Openness

It is easy to read Seth Godin and say yes. Especially when he says this:

It's so tempting to shut people down, to limit the upside, to ostracize, select and demonize. It makes things a lot simpler. Not seeing means you don't have to take action. Not opening means it's easier to announce that you're done. And not raising the bar means you're less likely to fail.

I am adding it to my list of people who think we have to have a posture of the Image of God. Each student. Each colleague, each administrator and board member. Each one has something that is only revealed in them.

What I would like to do as I explore this is figure out how to make that posture happen in reality. It is really easy to read and agree with. It is really hard when every fiber of your being and the entire culture around you is crying out to close people down.

Gene Norris

I have been using Bluefire Reader to read ePub books from the library on the iPad. I have not checked this many books out from the library in years.


I love Pat Conroy's  storytelling and I have been reading My Reading Life. My favorite book by him is the must read teacher book, The Water Is Wide. I ran across this quote about his favorite English teacher, "'Mr. Norris acted like I was the most important girl in the world.' she said. 'You were. That was Gene's secret. All of us were.'"

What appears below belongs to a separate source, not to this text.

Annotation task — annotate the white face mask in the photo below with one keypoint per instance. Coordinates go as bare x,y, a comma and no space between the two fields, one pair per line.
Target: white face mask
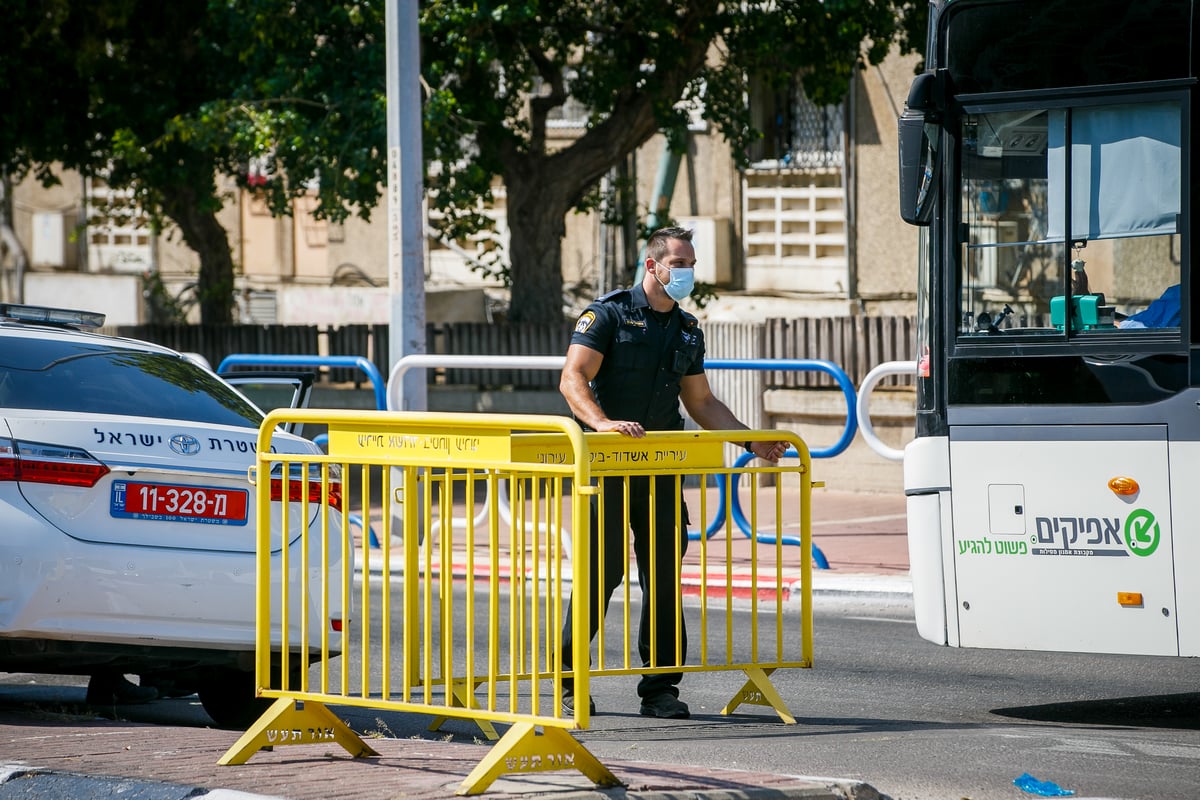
683,281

I am starting a collection of quotes the exemplify what I am currently calling a posture of the image of God. This posture is a combination of two ideas that I have been toying with. In the Kalyanpur and Harry's book Culture in Special Education the propose that special education teachers need a, "posture of cultural reciprocity." Their idea is that you cannot understand the needs of a student and their family until you have some handle on what is cultural to both you and the student. Since you are the teacher you are the one who has to build into your life a posture of always looking to learn about those around you. The book is another must read.

I tied this idea to one I got from CS Lewis in The Weight of Glory [PDF], "There are no ordinary people. You have never talked to a mere mortal. Nations, cultures, arts, civilizations - these are mortal, and their life is to ours as the life of a gnat. But it is immortals whom we joke with, work with, marry, snub, and exploit - immortal horrors or everlasting splendors." This caught my attention because of another quote, this one unattributed brought to me by a professor this summer, "There is a part of who God is that only gets expressed through who you are."

Teaching means to have a posture of the image of God. Whoever you run into has some piece of the image of God that you will only see by looking closely at that person. As a teacher I need to work to bring this unique piece of God's image out in each student. This is the task of revealing the immortal, of helping students, "know fully, just as [they] have been fully known."

Gene Norris had a posture of the image of God, whether he knew it or not.